In these moments, I reach out to Jesus Christ because I can’t do anything else. I read my bible or lay my head on it. I talk to God, with my voice or in my head or my heart. I even repeat His name under my breath until I’m calm. 
Then, peace washes over me and I fall asleep and wake up the next day. Which, to be completely honest with you, I didn’t want to wake up. 
But God kept waking me up. And every day, I would cry and cry and cry. I would go to work and cry. I would come home and cry. I’d cry in the car. I’d cry in church. I’d cry in my room. I’d cry on my walks, too.
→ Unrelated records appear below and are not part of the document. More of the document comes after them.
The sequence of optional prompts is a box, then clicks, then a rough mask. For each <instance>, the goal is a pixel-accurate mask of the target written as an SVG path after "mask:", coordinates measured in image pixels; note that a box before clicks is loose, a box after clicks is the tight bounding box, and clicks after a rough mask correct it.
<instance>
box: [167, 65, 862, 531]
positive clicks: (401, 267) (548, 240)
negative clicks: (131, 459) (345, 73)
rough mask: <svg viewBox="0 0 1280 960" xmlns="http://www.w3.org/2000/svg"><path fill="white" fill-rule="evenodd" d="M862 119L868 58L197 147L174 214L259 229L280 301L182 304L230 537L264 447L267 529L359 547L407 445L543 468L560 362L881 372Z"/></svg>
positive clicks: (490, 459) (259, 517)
I couldn’t tell you how many days and nights I spent pouring out my tears. 
And for a long time, I didn’t think God heard me and I didn’t think He cared. 

But the fact that I’m still alive shows me that He does care. 

I struggle to understand the love of our Heavenly Father because I have not always been given love. I’m more of a friend to depression and loneliness than I am to hope. But, throughout the years of walking with Jesus, I realized that He’s never left. It was I who would walk away with shame or in anger. Yet, He received me with open arms each time. It took a lot of people I love leaving me to realize that the pain I felt is how He feels, too. 

Jesus understands the human experience because He became one of us. 

He was betrayed by those closest to Him. He was an outcast everywhere He went. In the end, Jesus was killed by the very people He came to save, and yet He raised His head to the heavens and pleaded with God on our behalf: 
“Father, forgive them, for they do not know what they do.” Luke 23:34
Do you know anyone that would willingly die for you, even after you betray Him?
Because I do, and His name is Jesus Christ. I rest well in knowing that He takes care of me, and I hope this is something that you also know, or come to know.
If you have ever felt forgotten, unseen, or like you’re carrying more than you were meant to bear, I hope you will come to know the same Jesus who kept meeting me in my pain. 

He hasn’t given up on me and I don’t believe He’s given up on you either. 
I mean, you’re reading this, aren’t you?

“For I know the thoughts I think toward you, says the Lord, thoughts of peace and not of evil, to give you a future and a hope. Then you will call upon Me and pray to Me, and I will listen to you. And you will seek Me and find Me, when you search  for me with all your heart.” Jeremiah 29:11-13.